When two different dice are rolled together, the total number of outcomes is 6 × 6 i.e. 36 and all outcomes are equally likely. The sample space of the random experiment has 36 equally likely outcomes. The sample of the experiment

S = {(1, 1), (1, 2), (1, 3), (1, 4), (1, 5), (1, 6)
       (2, 1), (2, 2), (2, 3), (2, 4), (2, 5), (2, 6)
       (3, 1), (3, 2), (3, 3), (3, 4), (3, 5), (3, 6)
       (4, 1), (4, 2), (4, 3), (4, 4), (4, 5), (4, 6)
       (5, 1), (5, 2), (5, 3), (5, 4), (5, 5), (5, 6)
       (6, 1), (6, 2), (6, 3), (6, 4), (6, 5), (6, 6).}

It consists of 36 equally likely outcomes.

(i) Let A be the event of getting a sum of 7,

A = {(1, 6), (2, 5), (3, 4), (4, 3), (5, 2), (6, 1)}

∴ The number of outcomes favourable to event A = 6.

∴ P(sum of 7) = $\dfrac{6}{36} = \dfrac{1}{6}.$

Hence, the probability of getting a sum of 7 is $\dfrac{1}{6}$.
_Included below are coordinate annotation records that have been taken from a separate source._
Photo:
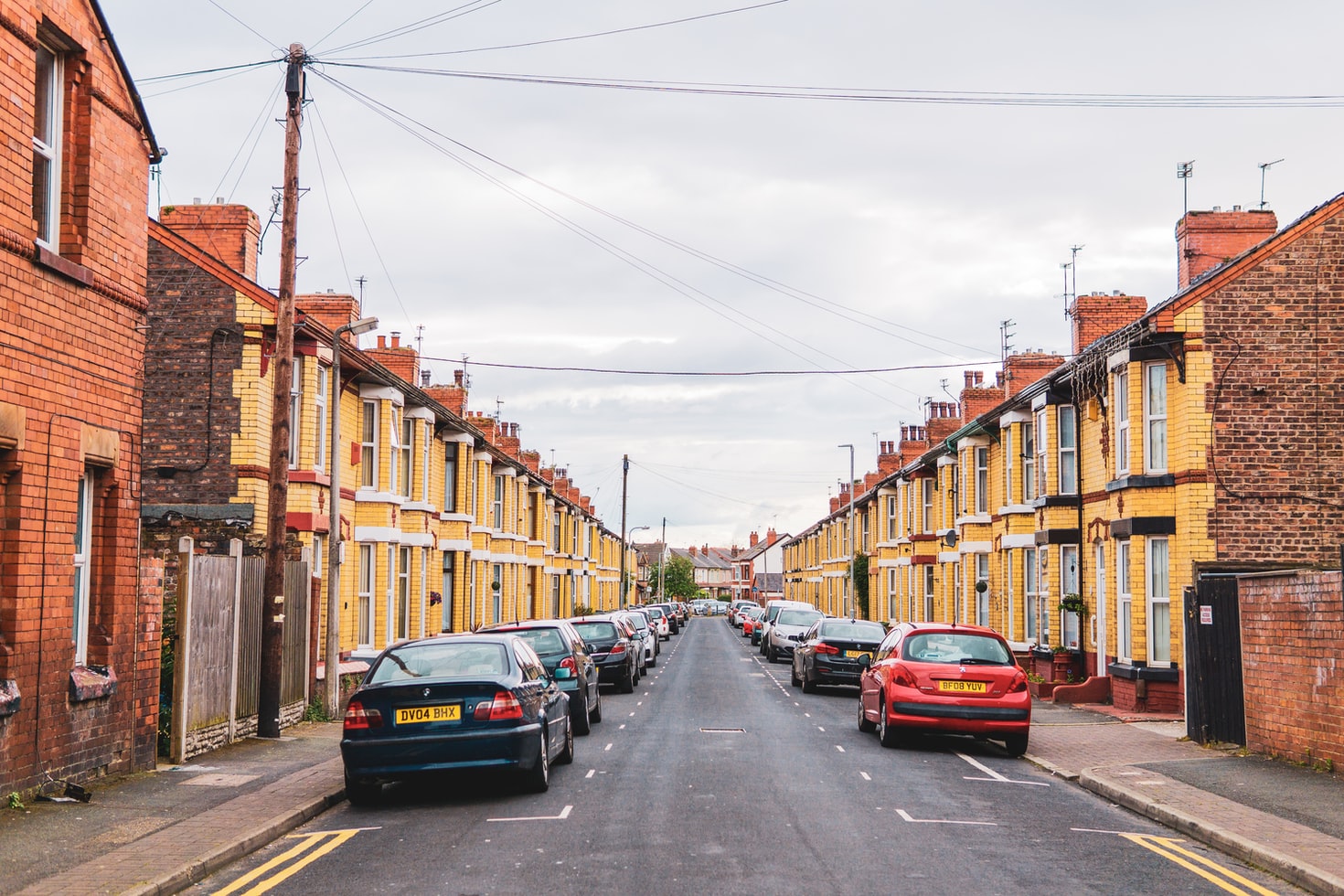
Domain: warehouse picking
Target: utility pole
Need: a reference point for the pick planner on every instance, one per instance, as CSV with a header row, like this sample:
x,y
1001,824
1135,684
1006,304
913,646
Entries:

(ii) Let B be the event of getting a sum ≤ 3,

B = {(1, 1), (1, 2), (2, 1)}

∴ The number of outcomes favourable to event B = 3.

∴ P(sum ≤ 3) = $\dfrac{3}{36} = \dfrac{1}{12}.$

Hence, the probability of getting a sum ≤ 3 is $\dfrac{1}{12}$.

(iii) Let C be the event of getting a sum ≤ 10,

C = {(1, 1), (1, 2), (1, 3), (1, 4), (1, 5), (1, 6), (2, 1), (2, 2), (2, 3), (2, 4), (2, 5), (2, 6), (3, 1), (3, 2), (3, 3), (3, 4), (3, 5), (3, 6), (4, 1), (4, 2), (4, 3), (4, 4), (4, 5), (4, 6), (5, 1), (5, 2), (5, 3), (5, 4), (5, 5), (6, 1), (6, 2), (6, 3), (6, 4)}

∴ The number of outcomes favourable to event C = 33.

∴ P(sum ≤ 3) = $\dfrac{33}{36} = \dfrac{11}{12}.$

Hence, the probability of getting a sum ≤ 10 is $\dfrac{11}{12}$.